RFC 96: Deferred C++ plugin loading

Author:

Even Rouault

Contact:

even.rouault @ spatialys.com

Started:

2023-Nov-01

Status:

Adopted, implemented

Target:

GDAL 3.9

Summary

This RFC adds a mechanism to defer the loading of C++ plugin drivers to the point where their executable code is actually needed, and converts a number of relevant drivers to use that mechanism.
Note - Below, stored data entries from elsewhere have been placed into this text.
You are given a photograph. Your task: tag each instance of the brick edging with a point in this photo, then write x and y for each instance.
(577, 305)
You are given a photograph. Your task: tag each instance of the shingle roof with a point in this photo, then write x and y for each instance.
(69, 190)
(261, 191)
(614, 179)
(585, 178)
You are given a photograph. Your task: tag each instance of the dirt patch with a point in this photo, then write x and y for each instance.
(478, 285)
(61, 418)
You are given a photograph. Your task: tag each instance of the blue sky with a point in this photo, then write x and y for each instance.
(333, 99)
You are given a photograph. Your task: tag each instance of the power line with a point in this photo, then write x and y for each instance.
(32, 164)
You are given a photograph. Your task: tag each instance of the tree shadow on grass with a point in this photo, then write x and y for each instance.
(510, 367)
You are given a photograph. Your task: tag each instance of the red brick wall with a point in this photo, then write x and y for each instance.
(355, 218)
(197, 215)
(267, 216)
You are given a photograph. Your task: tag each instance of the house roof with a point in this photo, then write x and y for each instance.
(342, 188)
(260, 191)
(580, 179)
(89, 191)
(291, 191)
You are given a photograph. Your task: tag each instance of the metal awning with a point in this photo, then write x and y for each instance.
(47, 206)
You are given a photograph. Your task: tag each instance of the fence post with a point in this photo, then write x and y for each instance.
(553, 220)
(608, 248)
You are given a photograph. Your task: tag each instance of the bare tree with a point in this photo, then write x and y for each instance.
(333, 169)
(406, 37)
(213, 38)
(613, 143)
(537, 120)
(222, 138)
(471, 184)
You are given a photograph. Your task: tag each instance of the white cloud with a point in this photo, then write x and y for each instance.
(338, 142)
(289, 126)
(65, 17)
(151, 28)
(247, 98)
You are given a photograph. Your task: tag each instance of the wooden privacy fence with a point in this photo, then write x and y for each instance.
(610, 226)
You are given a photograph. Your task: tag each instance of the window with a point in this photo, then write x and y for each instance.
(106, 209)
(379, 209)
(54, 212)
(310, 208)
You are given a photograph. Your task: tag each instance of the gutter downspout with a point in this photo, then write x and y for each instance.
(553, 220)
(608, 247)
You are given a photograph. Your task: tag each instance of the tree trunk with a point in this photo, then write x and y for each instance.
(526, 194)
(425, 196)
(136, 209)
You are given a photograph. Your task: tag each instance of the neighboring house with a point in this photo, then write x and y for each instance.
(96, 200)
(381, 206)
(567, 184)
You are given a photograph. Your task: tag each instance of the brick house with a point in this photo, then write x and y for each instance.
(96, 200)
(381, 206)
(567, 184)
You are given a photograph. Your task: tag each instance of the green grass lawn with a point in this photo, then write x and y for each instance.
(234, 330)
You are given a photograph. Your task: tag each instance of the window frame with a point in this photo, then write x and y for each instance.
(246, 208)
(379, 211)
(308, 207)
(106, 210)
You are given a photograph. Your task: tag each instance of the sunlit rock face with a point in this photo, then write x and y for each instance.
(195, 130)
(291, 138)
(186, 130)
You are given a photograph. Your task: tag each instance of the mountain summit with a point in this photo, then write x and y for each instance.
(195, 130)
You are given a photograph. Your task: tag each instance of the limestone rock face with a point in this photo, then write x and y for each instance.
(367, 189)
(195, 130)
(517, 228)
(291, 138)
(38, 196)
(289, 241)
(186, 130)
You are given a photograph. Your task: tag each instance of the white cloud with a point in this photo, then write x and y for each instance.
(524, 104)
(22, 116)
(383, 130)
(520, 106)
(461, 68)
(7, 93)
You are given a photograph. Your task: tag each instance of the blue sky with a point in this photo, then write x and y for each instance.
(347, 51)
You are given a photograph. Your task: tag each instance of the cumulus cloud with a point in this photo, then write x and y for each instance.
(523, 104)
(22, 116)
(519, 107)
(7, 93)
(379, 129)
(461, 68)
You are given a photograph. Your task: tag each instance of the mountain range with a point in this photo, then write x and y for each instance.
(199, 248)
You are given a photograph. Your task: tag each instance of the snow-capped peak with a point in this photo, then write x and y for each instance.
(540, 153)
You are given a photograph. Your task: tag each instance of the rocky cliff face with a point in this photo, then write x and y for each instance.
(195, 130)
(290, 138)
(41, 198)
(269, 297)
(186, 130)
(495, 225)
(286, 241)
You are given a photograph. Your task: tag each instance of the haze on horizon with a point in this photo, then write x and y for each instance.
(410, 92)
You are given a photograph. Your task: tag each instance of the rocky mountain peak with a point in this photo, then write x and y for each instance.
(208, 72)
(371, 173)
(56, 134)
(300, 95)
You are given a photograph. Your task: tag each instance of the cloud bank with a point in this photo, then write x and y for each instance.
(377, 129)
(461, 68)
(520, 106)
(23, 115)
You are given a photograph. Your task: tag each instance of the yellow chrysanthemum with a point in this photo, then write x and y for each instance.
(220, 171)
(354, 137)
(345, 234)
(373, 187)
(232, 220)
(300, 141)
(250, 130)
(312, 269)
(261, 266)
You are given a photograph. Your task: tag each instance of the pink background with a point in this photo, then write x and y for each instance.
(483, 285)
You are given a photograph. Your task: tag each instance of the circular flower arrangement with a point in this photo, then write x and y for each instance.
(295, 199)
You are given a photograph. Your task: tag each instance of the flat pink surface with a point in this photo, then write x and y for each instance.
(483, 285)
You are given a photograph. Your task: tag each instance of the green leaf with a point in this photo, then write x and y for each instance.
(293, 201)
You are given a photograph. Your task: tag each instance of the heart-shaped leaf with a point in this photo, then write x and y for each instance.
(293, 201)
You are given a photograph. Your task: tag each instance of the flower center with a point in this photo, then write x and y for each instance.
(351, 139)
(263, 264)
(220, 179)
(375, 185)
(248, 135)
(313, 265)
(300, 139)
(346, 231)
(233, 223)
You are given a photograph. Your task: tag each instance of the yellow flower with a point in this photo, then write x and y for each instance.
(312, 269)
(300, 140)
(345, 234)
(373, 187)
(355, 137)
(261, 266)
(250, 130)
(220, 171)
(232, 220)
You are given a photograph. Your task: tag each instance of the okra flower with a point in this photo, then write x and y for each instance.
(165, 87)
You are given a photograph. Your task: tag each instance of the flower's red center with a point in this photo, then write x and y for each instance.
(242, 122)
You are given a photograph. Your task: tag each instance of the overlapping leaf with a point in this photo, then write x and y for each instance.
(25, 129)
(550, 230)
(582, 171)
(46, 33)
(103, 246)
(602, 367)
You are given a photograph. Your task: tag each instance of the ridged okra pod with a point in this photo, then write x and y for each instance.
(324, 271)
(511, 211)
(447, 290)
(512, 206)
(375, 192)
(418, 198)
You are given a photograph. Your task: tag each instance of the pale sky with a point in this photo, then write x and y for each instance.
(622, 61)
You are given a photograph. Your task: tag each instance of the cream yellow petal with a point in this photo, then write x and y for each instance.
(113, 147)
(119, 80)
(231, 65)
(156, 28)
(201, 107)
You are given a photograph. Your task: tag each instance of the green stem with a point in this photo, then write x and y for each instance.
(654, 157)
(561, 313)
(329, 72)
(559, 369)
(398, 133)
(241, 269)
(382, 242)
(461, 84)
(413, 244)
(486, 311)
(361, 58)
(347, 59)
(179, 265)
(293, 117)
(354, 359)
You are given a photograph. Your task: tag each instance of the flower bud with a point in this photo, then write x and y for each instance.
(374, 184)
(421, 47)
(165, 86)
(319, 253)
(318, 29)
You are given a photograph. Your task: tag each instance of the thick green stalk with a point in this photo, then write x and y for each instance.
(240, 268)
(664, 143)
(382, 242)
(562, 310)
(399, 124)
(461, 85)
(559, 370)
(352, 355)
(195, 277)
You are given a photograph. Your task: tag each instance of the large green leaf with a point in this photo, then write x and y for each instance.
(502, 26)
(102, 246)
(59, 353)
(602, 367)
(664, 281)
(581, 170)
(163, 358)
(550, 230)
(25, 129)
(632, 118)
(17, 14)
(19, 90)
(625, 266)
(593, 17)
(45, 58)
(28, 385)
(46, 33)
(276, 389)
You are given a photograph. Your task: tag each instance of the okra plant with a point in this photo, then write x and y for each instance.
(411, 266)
The aim is to allow for more modular GDAL builds, while improving the performance of plugin loading.

It mostly targets in-tree plugin drivers, but it also provides a way for out-of-tree plugin drivers to benefit from deferred loading capabilities, provided libgdal is built in a specific way

Context and motivation

There are currently two ways of loading a GDAL C++ driver:

  • embedded in the core libgdal library. This is the default behavior for drivers in the official GDAL source repository.

  • available in a shared library (.so, .dll, .dylib) in a directory where it is dynamically loaded when GDALAllRegister() is called. This is what out-of-tree drivers use, or in-tree drivers if enabling the [GDAL|OGR]_ENABLE_DRIVER_FOO_PLUGIN=ON or GDAL_ENABLE_PLUGINS=ON CMake options (cf https://gdal.org/development/building_from_source.html#build-drivers-as-plugins) to build them as plugins.

For packagers/distributors, the second option is convenient for in-tree drivers that depend on external libraries that are big and/or have a big number of dependencies (libparquet, etc) and that would substantially increase the size of the core libgdal library, or which have licenses more restrictive than the MIT license used by libgdal.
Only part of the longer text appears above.